1

I am looking for a better way of sorting the following type of data. The below works fine for smaller data sets (on some systems its 2000 on other 9000) but causes a stackoverflow when processing larger ones

The structure in place that holds the data looks like this

public class AttributeItem
{
    public string AttributeType { get; set; }
    public string Title { get; set; }
    public string Value { get; set; }
    public int ObjectID { get; set; }
    public bool CanModify { get; set; }
    public bool CanDelete { get; set; }
    public bool? IsParent { get; set; }
    public int SortID { get; set; }
    public int? ParentSortID { get; set; }
    public bool Deleted { get; set; }
}

public class AttributeItemNode
{
    public AttributeItem Item {get;set;}
    public int Depth {get;set;}

    public AttributeItemNode(AttributeItem item , int Depth)
    {
        this.Item = item ;
        this.Depth = Depth;
    }
}

Here is an example of the data needing to be sorted into a single object with an int indicating their depth. It is possible for the children levels to go deeper than the three level shown in the example data

var items = new List<AttributeItem>();
items.Add(new AttributeItem{Title ="Parent1", ObjectID=1,SortID =1, IsParent= true, ParentSortID = Int32.MinValue});

items.Add(new AttributeItem{Title ="FooChild", ObjectID=2,SortID =2, IsParent= false, ParentSortID = 1});

items.Add(new AttributeItem{Title ="Parent2", ObjectID=4,SortID =4, IsParent= true, ParentSortID = Int32.MinValue});

items.Add(new AttributeItem{ Title ="Parent2Child1", ObjectID=5,SortID =5, IsParent= false, ParentSortID = 4});

items.Add(new AttributeItem{Title ="Parent2Child2", ObjectID=7,SortID =7, IsParent= false, ParentSortID = 4});

items.Add(new AttributeItem{Title ="Parent2Child2Child1", ObjectID=6,SortID =6, IsParent= false, ParentSortID = 5});

The expected output would be as follows (I have removed the irrelevant data from the object to help readability)
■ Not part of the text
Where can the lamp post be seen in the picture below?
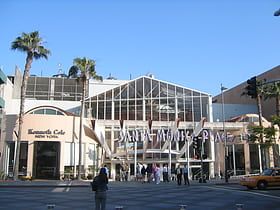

Depth = 0 Title ="Parent1"
Depth = 1 Title ="FooChild" 
Depth = 0 Title ="Parent2"
Depth = 1 Title ="Parent2Child1" 
Depth = 2 Title ="Parent2Child2Child1"
Depth = 1 Title ="Parent2Child2"

Here is the actual sorting code

    public static IList<AttributeItemNode> SortAttributeItems(IList<AttributeItem> list)
    {
        List<AttributeItemNode> newList = new List<AttributeItemNode>();
        SortAttributeItems(list, null, 0, newList);

        return newList;
    }

    private static void SortAttributeItems(IList<AttributeItem> list, AttributeItem currentItem, int depth, List<AttributeItemNode> newList)
    {
        AttributeItem newItem = null;
        // look for children
        if (currentItem != null)
        {
            foreach (AttributeItem item in list)
            {
                if (item.ParentSortID.HasValue && item.ParentSortID.Value != Int32.MinValue && item.ParentSortID.Value == currentItem.SortID)
                {
                    newList.Add(new AttributeItemNode(item, (depth + 1)));
                    SortAttributeItems(list, item, depth + 1, newList); 
                }
            }
        }

        if (depth == 0)
        {
            foreach (AttributeItem item in list)
            {
                if (!item.ParentSortID.HasValue || item.ParentSortID.Value == Int32.MinValue) 
                {
                    if (currentItem == null || item.SortID >= currentItem.SortID) 
                    {
                        if (newItem == null || newItem.SortID >= item.SortID)
                        {
                            newItem = item;
                        }
                    }
                }
            }
        }

        if (newItem != null)
        {
            newList.Add(new AttributeItemNode(newItem, depth));
            list.Remove(newItem);
            SortAttributeItems(list, newItem, depth, newList);
        }

    }
Kevin Kunderman
  • 2,036
  • 1
  • 19
  • 30
  • I see your point but as stated in the question. It fails with larger amounts of data. So there is more then just looking for optimizations. If it just ran really slow with larger data sets then I would agree. – Kevin Kunderman Oct 01 '16 at 02:11
  • 1
    Then edit your title to ask for something other than *improvement*, which means *make something that works better*, and your first paragraph, which asks about making it *better*, which also says *it works, but I want to improve it*. – Ken White Oct 01 '16 at 02:12
  • Thanks. My close vote has been withdrawn. :-) – Ken White Oct 01 '16 at 02:33
  • As I see `depth` is also calculated, based on hierarchy / data available, that's not supplied by default – Mrinal Kamboj Oct 01 '16 at 02:39
  • @MrinalKamboj The default value for `depth` is 0 after that it is calculated `depth+1` as we move down the hierarchy – Kevin Kunderman Oct 01 '16 at 02:52
  • If you know the size of the result, I recommend using array or if possible in-place sort https://msdn.microsoft.com/en-us/library/w56d4y5z – Slai Oct 01 '16 at 03:01
  • Is your data guaranteed to represent a tree, or is it a more general directed acyclic graph? As written if you had a loop in the data what would happen? – Ian Mercer Oct 01 '16 at 03:01
  • 1. Use an optimized implementation such as the ones by Microsoft. 2. If you do have to implement your own, avoid recursion. – Lex Li Oct 01 '16 at 05:17
  • @KevinKunderman Check out the version I have posted which use the combination of Linq, Data structures and recursion to achieve the solution – Mrinal Kamboj Oct 01 '16 at 10:15
  • 1
    Please state (close to the beginning of the post) _why_ you roll your own sorting routine instead of using an existing one. – greybeard Oct 01 '16 at 11:40

3 Answers3

2

The problem can be solved efficiently w/o using recursion. It can be split on two parts - create a tree structure and flatten the tree using iterative pre-order Depth First Traversal, sorting each level.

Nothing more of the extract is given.